The rupee hit an intraday low of 63.30 against the dollar before closing at a new low of 63.13.

The Sensex closed at 18,397, down 290 points or 1.5 per cent, and the Nifty closed at 5,415, down 93 points or 1.6 per cent.

Price of the benchmark Government security (G-Sec), which carries an interest rate of 7.16 per cent on maturity, fell by about Rs 2 to Rs 86.87 on Monday, with yields shooting up about 33 basis points to 9.23 per cent as foreign investors pulled out money from the debt and equity markets. (G-Sec prices and yields move in opposite directions.)

Also, redemption from mutual funds piled pressure on bond prices.

Collateral damage

Clearly, the RBI’s liquidity-tightening measures to prop up the rupee are resulting in collateral damage in the bond market.

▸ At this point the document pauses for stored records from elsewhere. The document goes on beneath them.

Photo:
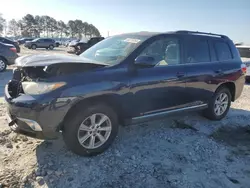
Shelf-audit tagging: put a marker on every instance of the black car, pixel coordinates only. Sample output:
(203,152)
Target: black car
(8,55)
(124,79)
(8,41)
(41,43)
(78,47)
(23,40)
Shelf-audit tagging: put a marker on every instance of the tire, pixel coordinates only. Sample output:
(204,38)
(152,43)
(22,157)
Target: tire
(247,79)
(51,47)
(3,64)
(210,112)
(72,134)
(33,46)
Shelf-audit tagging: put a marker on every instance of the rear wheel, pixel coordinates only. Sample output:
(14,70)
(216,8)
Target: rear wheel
(3,64)
(33,46)
(219,104)
(90,131)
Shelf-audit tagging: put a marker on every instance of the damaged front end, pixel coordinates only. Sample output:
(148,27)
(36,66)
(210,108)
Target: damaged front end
(23,76)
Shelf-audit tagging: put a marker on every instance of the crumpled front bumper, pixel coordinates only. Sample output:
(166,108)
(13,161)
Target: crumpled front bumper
(24,117)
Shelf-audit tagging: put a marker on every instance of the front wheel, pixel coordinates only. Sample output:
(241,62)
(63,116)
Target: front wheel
(91,131)
(219,104)
(33,46)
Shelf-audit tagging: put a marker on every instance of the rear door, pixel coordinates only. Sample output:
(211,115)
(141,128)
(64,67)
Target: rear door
(160,87)
(203,69)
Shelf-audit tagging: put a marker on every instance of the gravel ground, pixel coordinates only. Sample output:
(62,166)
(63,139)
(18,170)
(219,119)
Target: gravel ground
(176,152)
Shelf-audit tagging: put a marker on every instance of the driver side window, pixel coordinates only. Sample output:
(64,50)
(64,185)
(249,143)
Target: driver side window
(165,52)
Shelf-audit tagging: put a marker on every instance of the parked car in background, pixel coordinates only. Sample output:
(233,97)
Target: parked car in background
(57,44)
(41,43)
(80,46)
(245,57)
(152,75)
(8,41)
(23,40)
(8,55)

With the Government on Monday borrowing one-month money at 12.23 per cent (against 11.94 per cent last week), bankers say this is a clear indicator of the direction interest rates are headed in the economy. Provisioning towards depreciation in bond prices and bad loans can seriously impact bank balance-sheets, say bankers. There is also the fear that the RBI will take some more liquidity tightening measures to prop up the rupee.

“Sooner or later this is going to impact bank lending rates. As the manufacturing sector is contracting and the demand for credit is subdued, banks are not in a position to raise lending rates aggressively. But some upward adjustment in spreads or effective cost of borrowing cannot be ruled out,” says Rupa Rege Nitsure, Chief Economist, Bank of Baroda.

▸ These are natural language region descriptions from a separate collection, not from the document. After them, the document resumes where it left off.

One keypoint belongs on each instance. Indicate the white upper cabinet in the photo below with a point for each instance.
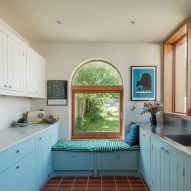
(16, 65)
(35, 74)
(3, 60)
(22, 70)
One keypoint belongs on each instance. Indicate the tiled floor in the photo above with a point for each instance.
(111, 183)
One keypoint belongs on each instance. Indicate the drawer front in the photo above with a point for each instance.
(73, 160)
(10, 179)
(12, 155)
(117, 161)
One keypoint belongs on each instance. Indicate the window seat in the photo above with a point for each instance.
(95, 158)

Bank depositors may, however, have something to cheer about as interest rates on deposits may rise in tandem.

The inflation effect

The current hardening of bond yields, says BoB’s Nitsure, is because of the nervousness resulting from the currency depreciation. “Bond yields have been rising on the back of weakening rupee, relatively sticky retail inflation coupled with rising treasury yields globally.”

This, coupled with high interest on the US treasury bills, is keeping investors away from the Indian market. The US 10-year bond yield rose to 2.85 per cent, which is a 103 basis points increase over the past one year.

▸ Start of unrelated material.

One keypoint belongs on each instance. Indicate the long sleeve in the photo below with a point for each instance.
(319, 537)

Moses Harding, Head – ALCC and Economic & Market Research, IndusInd Bank, says, “Investors have zero-appetite to invest in 10-year G-Secs.” Till the RBI brings the operative policy rates below the current bond yields there is unlikely to be any major change in bond prices, he says.

On Monday, the benchmark bond was the highest traded security with 802 registered trades and total volume of Rs 6,890 crore. The rest of the government bonds registered either double- or single-digit trades. The rising bond yields and higher effective interest rate have pushed up borrowing costs for banks. Last month, the RBI increased the rates at which banks borrow under its marginal standing facility by 3 percentage points to 10.25 per cent and also restricted the amount banks can borrow from it under the repo window.

However, one section of market participants eels this trend is unsustainable and bond interest rates will fall.

“In India, if structural issues are sorted out then we should see some stabilisation of the rupee. If the rupee stabilises then the bond yields will also stabilise and so will the equity markets,” says N. S. Venkatesh, Chief General Manager and Head of Treasury, IDBI Bank.